There is also a cultural risk. eBay's identity as "America's garage sale" — the place where anyone could sell anything to anyone — built enormous goodwill among a broad seller community. That community is now being stratified, with a tier of enthusiast-category sellers receiving platform investment and a much larger group discovering, often gradually, that they are not the future eBay is building for.
So Where Does That Leave You?
If your eBay business sits primarily outside the focus categories — and most multichannel sellers do — the strategic imperative is the same one many of you have been operating on already: never build a single-platform business on someone else's infrastructure.
Here's what the realistic options look like right now:
Amazon — The obvious alternative for commodity sellers, and the one eBay has been retreating from. For sellers in home goods, electronics, or general merchandise, Amazon FBA remains the highest-volume channel available — with all the margin pressure, competition, and policy risk that entails. If you're already multichannel, ensuring your Amazon listings are fully optimised is the highest-leverage move right now.
TikTok Shop — The fastest-growing channel for discovery-driven categories. If your products are visual, demonstrable, or trend-adjacent, TikTok Shop deserves serious attention. It's not built for every category, but for fashion, home, beauty, and lifestyle goods, it's generating real volume for sellers who commit to content.
Walmart Marketplace — Often underutilised by international sellers, Walmart Marketplace continues to grow its third-party seller program and represents a meaningful channel for US-targeted commodity goods with less competition than Amazon.
Own-channel DTC — For established sellers with a defined customer base, building a Shopify store — even if it only handles 10–15% of your volume — gives you a platform you control and audience data that belongs to you. The insurance value alone is worth the setup cost.
And it's worth noting: even within eBay, there are sellers who are thriving outside the official focus categories.
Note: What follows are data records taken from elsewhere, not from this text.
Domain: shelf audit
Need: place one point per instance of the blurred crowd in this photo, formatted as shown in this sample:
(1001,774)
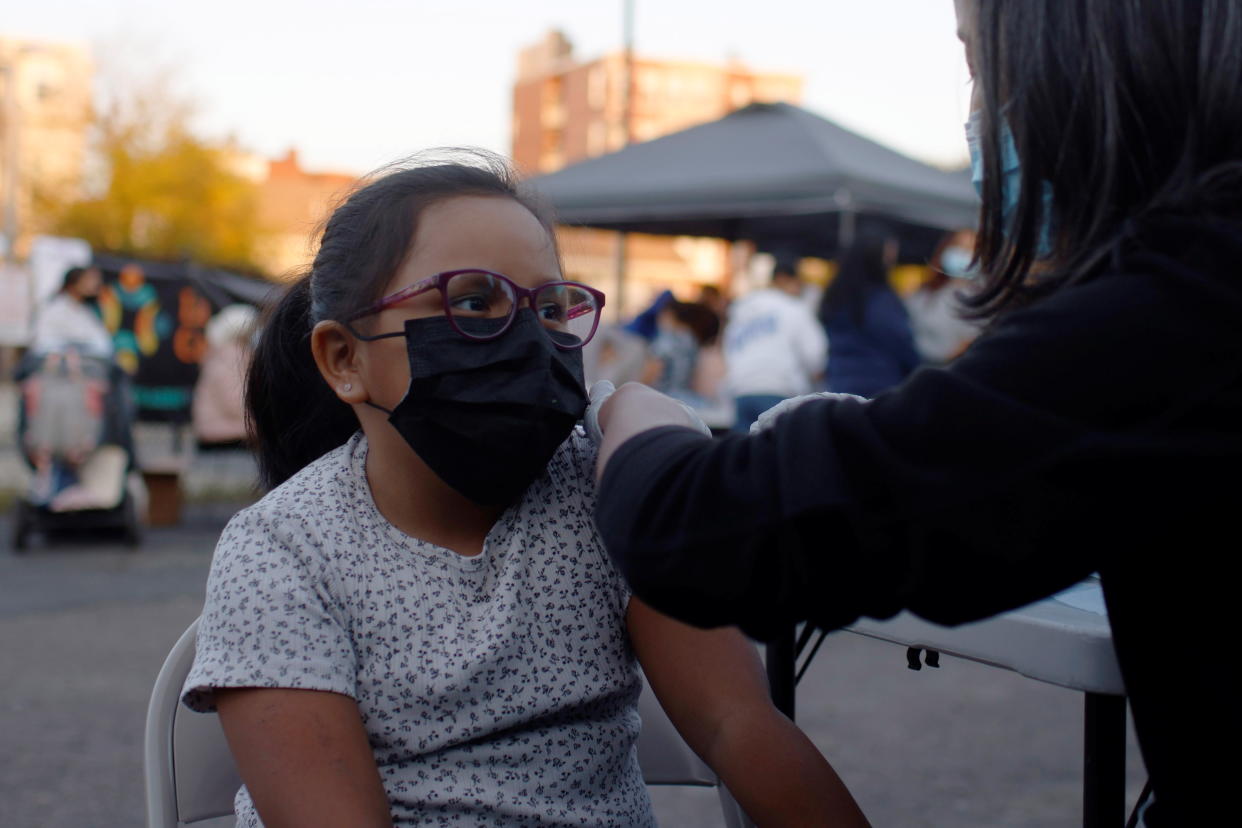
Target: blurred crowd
(732,359)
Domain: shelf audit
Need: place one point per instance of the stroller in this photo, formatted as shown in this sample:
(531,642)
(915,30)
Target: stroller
(73,428)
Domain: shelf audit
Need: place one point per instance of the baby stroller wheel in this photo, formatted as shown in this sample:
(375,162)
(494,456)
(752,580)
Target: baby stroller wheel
(21,526)
(132,530)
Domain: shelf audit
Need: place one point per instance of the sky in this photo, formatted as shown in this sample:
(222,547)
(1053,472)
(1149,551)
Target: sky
(358,83)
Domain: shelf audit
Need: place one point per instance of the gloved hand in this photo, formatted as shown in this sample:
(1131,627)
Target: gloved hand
(602,390)
(766,418)
(598,394)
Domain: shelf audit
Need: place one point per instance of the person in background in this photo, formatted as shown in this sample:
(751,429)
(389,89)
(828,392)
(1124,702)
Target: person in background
(773,346)
(219,411)
(867,324)
(714,298)
(686,328)
(1094,427)
(621,353)
(71,320)
(942,330)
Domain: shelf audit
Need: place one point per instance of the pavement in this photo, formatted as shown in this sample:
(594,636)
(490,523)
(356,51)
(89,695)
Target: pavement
(85,627)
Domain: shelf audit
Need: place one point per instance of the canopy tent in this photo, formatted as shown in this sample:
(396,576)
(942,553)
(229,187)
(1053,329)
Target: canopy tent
(775,174)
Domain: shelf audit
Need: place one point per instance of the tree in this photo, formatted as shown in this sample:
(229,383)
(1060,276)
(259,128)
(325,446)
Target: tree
(162,191)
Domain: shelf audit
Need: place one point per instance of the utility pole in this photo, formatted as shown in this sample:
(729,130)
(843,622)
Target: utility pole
(627,135)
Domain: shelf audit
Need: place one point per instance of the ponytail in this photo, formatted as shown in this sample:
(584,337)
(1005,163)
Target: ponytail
(292,415)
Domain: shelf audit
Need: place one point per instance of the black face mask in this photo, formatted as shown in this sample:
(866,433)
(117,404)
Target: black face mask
(488,416)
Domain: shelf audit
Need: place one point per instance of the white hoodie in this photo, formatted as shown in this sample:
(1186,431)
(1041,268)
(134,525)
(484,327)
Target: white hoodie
(773,345)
They tend to be niche-oriented, deeply knowledgeable in their product area, and willing to invest in listing quality and promoted listings strategically. The platform hasn't abandoned non-focus categories entirely — it just isn't going out of its way to develop them.
The Bigger Picture for Multichannel Sellers
eBay's strategic narrative is coherent and, in investor terms, it's working. The company is delivering growth by concentrating resources, acquiring adjacent platforms, and building a brand around passion-driven commerce. If you sell Pokémon cards, vintage watches, luxury handbags, or car parts, eBay has never been more invested in your success.
If you don't sell those things, the platform is still a valuable channel — but it is increasingly one that you should treat as a distribution point rather than a growth partner. eBay will take your listings, process your transactions, and collect its fees. The algorithmic love, the product innovation, the marketing dollars — those are going elsewhere.
The sellers who will navigate this well are the ones who saw this shift coming — or who see it now — and made platform diversification a strategic priority before they needed it. The Depop acquisition is the latest, clearest signal of where eBay is heading. The question is whether that direction includes your business.
For most multichannel sellers, the honest answer is: probably not at the centre of it. And that's information worth acting on.